“When something is wrong you, you figure pain is involved,” Fields said, adding that the issue was causing him no discomfort. “So that’s why I was thinking, ‘Is this mental?’ I’m actually fortunate and glad that it was a problem because if this had continued to go and nobody could explain it that would really mess me up mentally.”
Fields said that during training camp, he started to notice his right hand clasping when he went up to take a shot. It was involuntary, and he could do nothing to stop it.
Raptors team officials diagnosed it as a weakness in the area, but could not get more specific. New York City specialist Dr. Andrew Weiland was able to zero in on this particular nerve. According to Fields, Weiland moved the nerve above the bone, which should eliminate the problem.
While there is no way to retroactively prove this, it is possible that the nerve issue was a big part in Fields’ free-throw percentage dropping from 77% in 2010-11 to 56% last year.

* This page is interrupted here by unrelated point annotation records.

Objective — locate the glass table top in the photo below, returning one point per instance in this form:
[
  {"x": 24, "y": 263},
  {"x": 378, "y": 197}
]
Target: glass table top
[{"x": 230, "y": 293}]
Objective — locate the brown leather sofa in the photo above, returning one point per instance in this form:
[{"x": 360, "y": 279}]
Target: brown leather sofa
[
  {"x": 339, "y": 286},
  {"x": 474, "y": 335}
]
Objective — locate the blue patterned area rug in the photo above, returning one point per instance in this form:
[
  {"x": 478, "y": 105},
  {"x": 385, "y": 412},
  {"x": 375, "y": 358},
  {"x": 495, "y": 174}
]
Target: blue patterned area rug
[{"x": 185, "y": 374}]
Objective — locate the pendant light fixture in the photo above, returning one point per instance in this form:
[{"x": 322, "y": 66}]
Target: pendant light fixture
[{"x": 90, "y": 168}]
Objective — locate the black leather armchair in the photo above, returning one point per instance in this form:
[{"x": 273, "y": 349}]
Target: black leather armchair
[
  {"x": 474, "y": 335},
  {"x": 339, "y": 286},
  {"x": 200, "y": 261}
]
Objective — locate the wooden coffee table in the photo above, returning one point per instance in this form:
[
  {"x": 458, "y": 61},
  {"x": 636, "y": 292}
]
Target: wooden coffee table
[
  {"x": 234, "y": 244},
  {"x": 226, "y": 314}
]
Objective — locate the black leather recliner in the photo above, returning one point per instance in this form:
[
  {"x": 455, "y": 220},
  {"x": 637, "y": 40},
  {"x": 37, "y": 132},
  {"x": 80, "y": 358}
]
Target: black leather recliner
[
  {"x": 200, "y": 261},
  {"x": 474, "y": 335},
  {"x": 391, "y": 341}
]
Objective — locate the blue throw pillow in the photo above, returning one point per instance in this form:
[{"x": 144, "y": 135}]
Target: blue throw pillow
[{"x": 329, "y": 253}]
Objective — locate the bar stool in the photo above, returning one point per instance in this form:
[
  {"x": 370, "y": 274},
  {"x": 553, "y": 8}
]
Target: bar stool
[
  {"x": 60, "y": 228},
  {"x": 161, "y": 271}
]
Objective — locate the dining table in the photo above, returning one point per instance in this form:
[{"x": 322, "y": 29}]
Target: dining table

“From [training camp] until a week ago I’ve just been trying to play through it, just been trying to work around it,” Fields said. “But I realized with game situations and practice when I have time to really focus on it, it just kind of does it on it’s own. Finally after the Dallas game I went to the trainers and said, ‘Hey something’s really wrong with my hand and we’ve got to get it figured out.’
“I figured I’ll work around this, I’ll get extra shots up. When that didn’t working I started thinking okay something’s wrong here. I know I’m not that bad right now.”